European stocks were also weak, with the U.K.’s FTSE 100 falling 0.7 per cent and Germany’s DAX index ending the day down 0.9 per cent.
An index of Germany manufacturing activity for March slipped to 48.9, putting it in contraction territory and stirring concerns that the euro zone’s largest economy is struggling. Germany’s services sector also fell, with an index reading of just 51.6.
In Cyprus, lawmakers continued to struggle over arranging a bailout, after rejecting a proposal earlier this week from the euro zone and then being rejected by Russia. The European Central Bank has said that it may cut off Cypriot banks from emergency funding after Monday, if a bailout plan didn’t emerge by then.
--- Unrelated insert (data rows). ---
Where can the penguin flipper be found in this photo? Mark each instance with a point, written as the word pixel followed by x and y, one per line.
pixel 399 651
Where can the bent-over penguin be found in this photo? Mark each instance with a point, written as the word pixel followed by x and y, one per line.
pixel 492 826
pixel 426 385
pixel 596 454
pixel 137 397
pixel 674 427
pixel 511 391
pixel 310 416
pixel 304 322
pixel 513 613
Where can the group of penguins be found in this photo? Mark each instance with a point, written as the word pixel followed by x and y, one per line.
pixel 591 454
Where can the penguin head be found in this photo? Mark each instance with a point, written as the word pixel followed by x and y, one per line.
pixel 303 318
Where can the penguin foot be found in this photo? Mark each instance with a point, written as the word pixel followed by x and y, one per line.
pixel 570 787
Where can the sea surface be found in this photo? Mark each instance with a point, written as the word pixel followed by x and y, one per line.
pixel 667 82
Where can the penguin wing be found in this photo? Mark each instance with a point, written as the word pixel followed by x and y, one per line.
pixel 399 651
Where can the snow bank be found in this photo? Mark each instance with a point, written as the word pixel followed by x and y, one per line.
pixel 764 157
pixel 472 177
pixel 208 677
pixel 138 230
U.S. news was far more upbeat. Existing home sales in February rose 0.8 per cent, to an annualized pace of nearly 5 million. Initial jobless claims for the period ended last week rose by 2,000, to 336,000 – but the results were better than expected.
Yet, earnings news weighed on sentiment, a day after FedEx Corp. slumped with disappointing quarterly results. This time, Oracle Corp. plunged 9.7 per cent after reporting adjusted quarterly earnings of 65 cents (U.S.) a share, below estimates. Its revenues also missed expectations.
Among key commodities, gold rose to $1,614.57 (U.S.) an ounce, up $7.74. Crude oil fell to $92.37 a barrel, down 59 cents. Suncor Energy Inc. fell 0.4 per cent and Barrick Gold Corp. rose 2.4 per cent.
Lululemon Athletica Inc. rebounded 1.4 per cent, even as it said that its product recall would hit its full-year profit by as much as $40-million. The shares fell sharply earlier this week, when the yoga-wear retailer said it was removing a popular yoga pant from store shelves because it was “too sheer.”
Research In Motion Ltd. was hardly changed, even as the stock was downgraded by Byron Capital Markets to a “hold” recommendation from “buy” – though largely because the share price was approaching his target of $18.